Maine Wire: Governor Mills signs a full slate of election, campaign finance reforms into law
By Katherine Revello
Governor Mills recently signed into law several bills that affect campaigns and elections in the state of Maine…
L.D. 1417 is one of several recently signed bills that reform Maine’s campaign finance laws…
It bans separate segregated fund committees from accepting individual donations that exceed $5,000 in a calendar year. It also bans separate segregated fund committees from accepting contributions from business entities, but allows a corporation that established a separate segregated fund committee to provide the use of offices and equipment if it does not result in additional costs…
It bans business entities from making contributions to leadership PACs and limits the contributions that can be made to leadership PACs by party committees, leadership PACs, separate segregated fund committees, caucus PACs, or other PACs.
The law also prohibits business entities from making contributions to candidates.
L.D. 1621 also impacts campaign finance law by changing the payments legislators can make to PACs or ballot question committees in which they are involved…
L.D. 1485 makes changes to the laws governing the registration of PACs and ballot question committees and also changes some financial reporting requirements.
It updates some of the technical rules related to filing and reporting deadlines for PACs and ballot question committees, as well as redefines the meaning of a PAC by lowering the amount of money spent or received by a corporation or organization with the intent of influencing an election.
Reason (Volokh Conspiracy): Does a New Florida Law Require State Universities to Monitor Faculty and Student Beliefs?
By Jonathan H. Adler
“Florida Gov signs law requiring students, faculty be asked to declare their political beliefs,” blares a headline from The Hill. A story on the same legislation in the Tampa Bay Times has the header: “State university faculty, students to be surveyed on beliefs,” with the subhed: “Gov. Ron DeSantis suggested that budget cuts could be looming if universities and colleges are found to be “indoctrinating” students.” Will Stancil warned the law represents “a government-led crackdown on college thoughtcrime.” It all sounds scary, but is this what the law does?
As always when talking about statutes, it helps to read the bill. Here is the text…
As the above text makes clear, the required survey is not a survey of the political beliefs of students and faculty. Rather, the survey is to measure “the extent to which competing ideas and perspectives are presented,” and the extent to which “members of the college community, including students, faculty, and staff, feel free to express their beliefs and viewpoints on campus and in the classroom.” It does not ask student, faculty and staff what their viewpoints are, but whether they feel free to express their viewpoints, whatever they may be. It is a survey about the academic environment, not the political beliefs of members of the academic community…

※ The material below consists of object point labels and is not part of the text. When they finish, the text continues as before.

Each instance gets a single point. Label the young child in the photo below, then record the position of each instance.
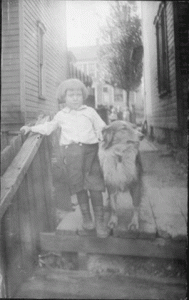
(81, 128)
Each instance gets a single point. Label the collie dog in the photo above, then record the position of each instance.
(121, 166)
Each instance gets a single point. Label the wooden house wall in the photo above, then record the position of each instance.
(10, 64)
(181, 12)
(161, 112)
(52, 15)
(20, 73)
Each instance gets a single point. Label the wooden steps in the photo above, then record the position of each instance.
(60, 284)
(161, 248)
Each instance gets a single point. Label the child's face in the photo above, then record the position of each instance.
(74, 98)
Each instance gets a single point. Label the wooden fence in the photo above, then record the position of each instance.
(26, 207)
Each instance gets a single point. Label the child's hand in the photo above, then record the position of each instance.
(25, 129)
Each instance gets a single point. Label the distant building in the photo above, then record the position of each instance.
(165, 39)
(33, 61)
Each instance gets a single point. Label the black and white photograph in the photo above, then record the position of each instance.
(94, 149)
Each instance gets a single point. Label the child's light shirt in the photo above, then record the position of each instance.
(77, 126)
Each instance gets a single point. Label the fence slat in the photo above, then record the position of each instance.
(15, 173)
(8, 154)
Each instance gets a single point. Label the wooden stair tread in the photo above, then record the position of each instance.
(94, 287)
(112, 245)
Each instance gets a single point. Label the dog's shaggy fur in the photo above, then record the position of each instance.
(121, 165)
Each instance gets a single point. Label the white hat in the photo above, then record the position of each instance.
(70, 84)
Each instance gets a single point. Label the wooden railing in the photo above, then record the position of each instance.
(26, 207)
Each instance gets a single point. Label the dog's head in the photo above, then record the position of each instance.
(120, 132)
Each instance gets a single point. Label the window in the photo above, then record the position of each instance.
(91, 70)
(41, 32)
(162, 50)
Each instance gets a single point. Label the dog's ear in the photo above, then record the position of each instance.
(108, 135)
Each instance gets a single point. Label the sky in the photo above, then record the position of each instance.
(83, 20)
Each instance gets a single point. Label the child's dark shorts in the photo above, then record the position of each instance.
(82, 167)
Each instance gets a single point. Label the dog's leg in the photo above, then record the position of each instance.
(134, 224)
(113, 204)
(135, 191)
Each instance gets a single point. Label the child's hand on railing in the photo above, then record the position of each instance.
(25, 129)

The bottom line is that headline writers and the Twitter commentariat have grossly misrepresented this legislation and pilloried what is actually a good idea: State governments ensuring that state institutions of higher learning provide open learning environments in which the full range of political and other views may be expressed.
Politico: Can’t buy me love: How record outside spending played in the mayor’s race
By Joe Anuta
Outside special interest groups spent record amounts of cash in the New York City mayor’s race this year — almost triple that spent in the last competitive primary in 2013 — but in most cases the investment was an unqualified dud.

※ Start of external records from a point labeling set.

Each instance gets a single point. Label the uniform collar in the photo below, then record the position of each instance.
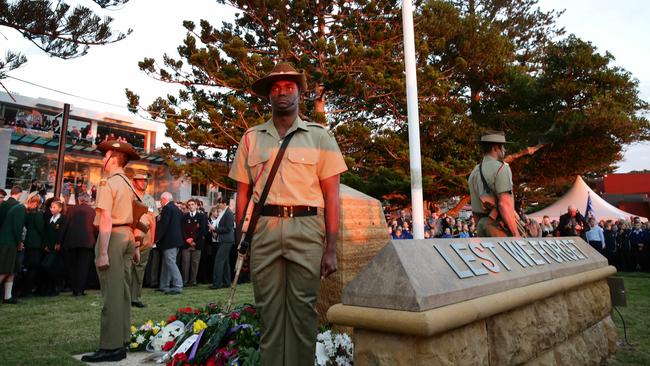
(269, 127)
(489, 157)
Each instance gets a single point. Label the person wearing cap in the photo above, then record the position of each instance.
(114, 251)
(492, 178)
(294, 246)
(11, 242)
(144, 241)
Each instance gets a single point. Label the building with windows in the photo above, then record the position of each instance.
(29, 143)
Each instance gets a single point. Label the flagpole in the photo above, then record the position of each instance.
(413, 121)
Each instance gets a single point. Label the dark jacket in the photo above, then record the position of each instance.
(5, 207)
(169, 228)
(78, 231)
(35, 226)
(54, 232)
(226, 228)
(196, 228)
(566, 227)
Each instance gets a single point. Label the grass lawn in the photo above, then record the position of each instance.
(47, 331)
(637, 321)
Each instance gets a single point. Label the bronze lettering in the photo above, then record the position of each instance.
(459, 248)
(461, 274)
(487, 261)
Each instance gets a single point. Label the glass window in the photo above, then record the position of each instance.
(111, 132)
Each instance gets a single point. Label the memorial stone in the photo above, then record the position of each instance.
(481, 301)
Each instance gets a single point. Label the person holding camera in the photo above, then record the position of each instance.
(572, 223)
(490, 188)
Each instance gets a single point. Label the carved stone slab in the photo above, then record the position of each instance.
(418, 275)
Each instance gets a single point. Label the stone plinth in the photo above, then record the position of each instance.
(362, 234)
(431, 304)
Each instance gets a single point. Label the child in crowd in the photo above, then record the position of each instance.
(53, 260)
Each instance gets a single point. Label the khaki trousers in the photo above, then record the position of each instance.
(137, 275)
(285, 264)
(115, 287)
(488, 228)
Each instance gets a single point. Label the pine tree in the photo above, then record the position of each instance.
(481, 64)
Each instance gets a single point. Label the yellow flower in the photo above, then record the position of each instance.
(198, 326)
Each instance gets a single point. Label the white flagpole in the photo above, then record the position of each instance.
(414, 121)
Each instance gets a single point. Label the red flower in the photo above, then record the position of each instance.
(179, 358)
(211, 361)
(168, 345)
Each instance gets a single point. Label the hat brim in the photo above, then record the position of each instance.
(262, 87)
(128, 150)
(494, 142)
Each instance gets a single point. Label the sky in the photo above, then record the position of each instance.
(620, 27)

All told, political action committees spent nearly $25 million on broadcast, radio and digital advertising, according to data from AdImpact. But the money did little to improve the electoral fortunes of many candidates in the crowded field. In fact, some of the highest-dollar splurges went toward candidates who never got out of the single digits, according to preliminary vote counts Tuesday night…
The impact of outside money, however, depended largely on the strength of the candidate receiving the support, according to POLITICO’s analysis of spending in the race.